公開企業でも「社長の報酬」を決めるのは「社長」!?
株式を公開している企業でも、報酬の決め方は同じです。ただし株式を公開している会社は、株式を公開することで公の存在となり、また社長一族だけでなく不特定多数の株主がオーナーとなるので、報酬の決め方にも透明性が求められます。そのため大企業の中には、個々の役員の報酬を決めるために、取締役会の中に報酬委員会というものを設置して、経営の監督機能(コーポレートガバナンス)を強化している会社もあります。社長・役員の報酬は、本来はどれだけ会社の業績を上げ、どれだけ企業価値を向上させて株主に報いたかに対して支払われるものです。特に最近は「もの言う株主」が経営陣に対して説明責任を求めてくるので、お手盛りで自らの報酬を決めることはできません。明確な報酬基準が必要なのです。

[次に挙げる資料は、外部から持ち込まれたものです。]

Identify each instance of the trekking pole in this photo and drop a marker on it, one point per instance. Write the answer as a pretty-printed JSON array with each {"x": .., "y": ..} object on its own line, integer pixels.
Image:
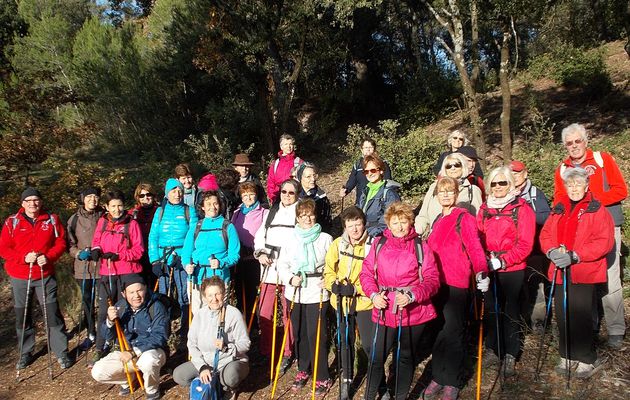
[
  {"x": 251, "y": 317},
  {"x": 28, "y": 292},
  {"x": 398, "y": 351},
  {"x": 372, "y": 354},
  {"x": 319, "y": 331},
  {"x": 284, "y": 342},
  {"x": 41, "y": 269},
  {"x": 547, "y": 312}
]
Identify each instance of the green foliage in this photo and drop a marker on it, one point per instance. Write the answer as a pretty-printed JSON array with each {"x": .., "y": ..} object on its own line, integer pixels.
[{"x": 410, "y": 155}]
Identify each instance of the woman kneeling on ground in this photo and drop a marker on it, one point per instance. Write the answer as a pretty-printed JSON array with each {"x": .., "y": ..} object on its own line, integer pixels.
[{"x": 232, "y": 345}]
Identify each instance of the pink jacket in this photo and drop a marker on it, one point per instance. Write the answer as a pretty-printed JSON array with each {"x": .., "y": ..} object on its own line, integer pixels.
[
  {"x": 458, "y": 251},
  {"x": 499, "y": 233},
  {"x": 280, "y": 171},
  {"x": 397, "y": 267},
  {"x": 112, "y": 239}
]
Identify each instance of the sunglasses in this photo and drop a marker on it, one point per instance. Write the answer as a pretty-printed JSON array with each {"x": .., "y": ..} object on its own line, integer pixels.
[
  {"x": 456, "y": 165},
  {"x": 499, "y": 183},
  {"x": 576, "y": 141}
]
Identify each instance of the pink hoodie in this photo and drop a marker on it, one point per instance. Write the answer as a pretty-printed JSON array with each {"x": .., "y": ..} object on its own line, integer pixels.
[
  {"x": 398, "y": 268},
  {"x": 457, "y": 253}
]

日産のゴーン社長の高額報酬には、株主からも不満が出ました。日産の役員11人全員の報酬総額の7割強が、ゴーン社長1人の報酬だったことも影響しました。
日本取締役会協会では、経営者報酬ガイドラインを作成し公表しています。これによると、日本の経営者の報酬は国際的に見ても低く、かつ総報酬額に占める固定報酬の割合が高いため、業績連動報酬の割合を高めていくべきであると提言しています。
固定報酬とは業績とは無関係に支払われる基本報酬のことです。日本では固定報酬の割合が6割程度を占めています。業績連動報酬が2割強、残りがストックオプションなどの長期インセンティブです。
業績連動報酬は、文字通り業績に連動したものです。この割合が低いと社長・役員の業績貢献が報酬額に適切に反映されません。今後の課題になりそうですね。
なお社長・役員報酬額の決定に関しては、優秀な人材の確保と流出防止という視点も欠かせません。グローバルな報酬水準に合わせなければ、競合企業に社長・役員を奪われてしまう可能性があるからです。